Premium
No Evidence of a Major Locus for Benign Familial Infantile Convulsions on Chromosome 19q12‐q13.1
Author(s) -
Gennaro Elena,
Malacarne Michela,
Carbone Ilaria,
Riggio Maria Concetta,
Bianchi Amedeo,
Bonanni Paolo,
Boniver Clementina,
Bernardina Bernardo Dalla,
Marco Pasquale,
Giordano Lucio,
Guerrini Renzo,
Santorum Enrica,
Sebastianelli Rosella,
Vecchi Marilena,
Veggiotti Pierangelo,
Vigevano Federico,
Bricarelli Franca Dagna,
Zara Federico
Publication year - 1999
Publication title -
epilepsia
Language(s) - English
Resource type - Journals
SCImago Journal Rank - 2.687
H-Index - 191
eISSN - 1528-1167
pISSN - 0013-9580
DOI - 10.1111/j.1528-1157.1999.tb01601.x
Subject(s) - locus (genetics) , genetics , medicine , pediatrics , biology , gene
Summary:Purpose: A locus for benign familial convulsions (BFICs) has been recently mapped on chromosome 19q12–13.1 by studying five families of Italian descent. The main goal of this study was to investigate the role of this locus in a set of seven newly identified families with at least three affected cases. Methods: Five polymorphic microsatellite markers covering the BFIC locus on chromosome 19q have been typed, and parametric linkage analysis has been performed to analyze the segregation of the BFIC locus within our families. Results: Cumulative 2‐point lod scores and multipoint analysis showed no evidence of linkage between chromosome 19 markers and the BFIC phenotype.
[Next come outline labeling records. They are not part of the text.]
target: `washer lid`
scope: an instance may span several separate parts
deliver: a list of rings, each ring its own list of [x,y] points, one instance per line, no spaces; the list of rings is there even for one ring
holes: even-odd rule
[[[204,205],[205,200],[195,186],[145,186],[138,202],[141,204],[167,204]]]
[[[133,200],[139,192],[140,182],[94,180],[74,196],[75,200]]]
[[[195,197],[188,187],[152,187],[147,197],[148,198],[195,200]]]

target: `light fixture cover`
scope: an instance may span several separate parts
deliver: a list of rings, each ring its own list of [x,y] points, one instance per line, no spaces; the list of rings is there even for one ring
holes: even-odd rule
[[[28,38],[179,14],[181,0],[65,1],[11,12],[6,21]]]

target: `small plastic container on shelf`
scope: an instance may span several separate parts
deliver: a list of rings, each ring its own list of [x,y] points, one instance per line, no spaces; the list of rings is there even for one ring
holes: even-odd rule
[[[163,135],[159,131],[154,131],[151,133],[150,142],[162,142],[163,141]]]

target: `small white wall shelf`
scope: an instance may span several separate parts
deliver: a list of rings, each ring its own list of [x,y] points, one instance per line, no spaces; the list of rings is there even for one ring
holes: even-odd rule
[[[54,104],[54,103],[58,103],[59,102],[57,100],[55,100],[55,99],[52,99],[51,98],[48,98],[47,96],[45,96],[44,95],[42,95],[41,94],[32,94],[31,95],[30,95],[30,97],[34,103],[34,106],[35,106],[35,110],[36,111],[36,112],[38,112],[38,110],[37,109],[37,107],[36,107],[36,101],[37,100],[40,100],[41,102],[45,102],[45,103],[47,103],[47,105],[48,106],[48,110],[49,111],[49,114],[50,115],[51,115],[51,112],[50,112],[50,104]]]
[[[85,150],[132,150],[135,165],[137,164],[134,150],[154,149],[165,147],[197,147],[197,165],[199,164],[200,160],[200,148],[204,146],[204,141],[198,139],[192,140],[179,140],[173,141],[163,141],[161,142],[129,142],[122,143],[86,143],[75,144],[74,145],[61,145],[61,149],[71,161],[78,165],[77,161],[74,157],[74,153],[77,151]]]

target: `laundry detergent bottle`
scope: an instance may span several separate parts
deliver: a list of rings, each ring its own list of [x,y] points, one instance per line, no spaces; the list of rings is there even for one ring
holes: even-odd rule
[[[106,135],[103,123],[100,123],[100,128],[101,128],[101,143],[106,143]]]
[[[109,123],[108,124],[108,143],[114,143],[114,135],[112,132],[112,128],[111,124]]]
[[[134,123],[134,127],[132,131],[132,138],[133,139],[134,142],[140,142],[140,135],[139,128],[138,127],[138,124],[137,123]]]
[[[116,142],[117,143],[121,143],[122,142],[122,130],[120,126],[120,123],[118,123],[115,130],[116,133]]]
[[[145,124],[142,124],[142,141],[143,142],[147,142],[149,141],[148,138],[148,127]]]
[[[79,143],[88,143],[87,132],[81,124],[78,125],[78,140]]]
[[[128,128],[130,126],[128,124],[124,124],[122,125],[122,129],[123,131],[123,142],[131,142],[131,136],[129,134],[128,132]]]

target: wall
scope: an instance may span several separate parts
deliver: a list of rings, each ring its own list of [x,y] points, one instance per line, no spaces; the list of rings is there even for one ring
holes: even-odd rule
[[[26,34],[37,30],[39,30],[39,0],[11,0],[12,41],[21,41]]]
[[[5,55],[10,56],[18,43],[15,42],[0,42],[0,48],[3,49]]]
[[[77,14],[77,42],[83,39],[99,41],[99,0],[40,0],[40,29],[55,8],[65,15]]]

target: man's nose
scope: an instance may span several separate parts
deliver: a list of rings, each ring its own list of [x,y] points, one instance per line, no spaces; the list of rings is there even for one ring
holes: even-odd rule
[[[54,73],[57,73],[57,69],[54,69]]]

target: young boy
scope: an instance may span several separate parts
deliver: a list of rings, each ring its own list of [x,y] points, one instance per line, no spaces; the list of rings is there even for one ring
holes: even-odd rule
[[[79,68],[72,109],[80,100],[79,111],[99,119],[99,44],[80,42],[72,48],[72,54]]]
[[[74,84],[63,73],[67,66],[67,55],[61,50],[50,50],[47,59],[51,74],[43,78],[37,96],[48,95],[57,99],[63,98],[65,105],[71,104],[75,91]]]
The analysis of family‐specific 2‐point lod scores and haplotypes, however, indicated the presence of linkage to chromosome 19q in a single family, suggesting genetic heterogeneity within our family sample. Conclusions: Our study demonstrates that the previously reported BFIC locus on chromosome 19q12–13.1 is not a major locus for BFICs. We suggest that genetic heterogeneity may have generated our discordant linkage findings, as it was reported in benign familial neonatal convulsions, a related idiopathic mendelian syndrome.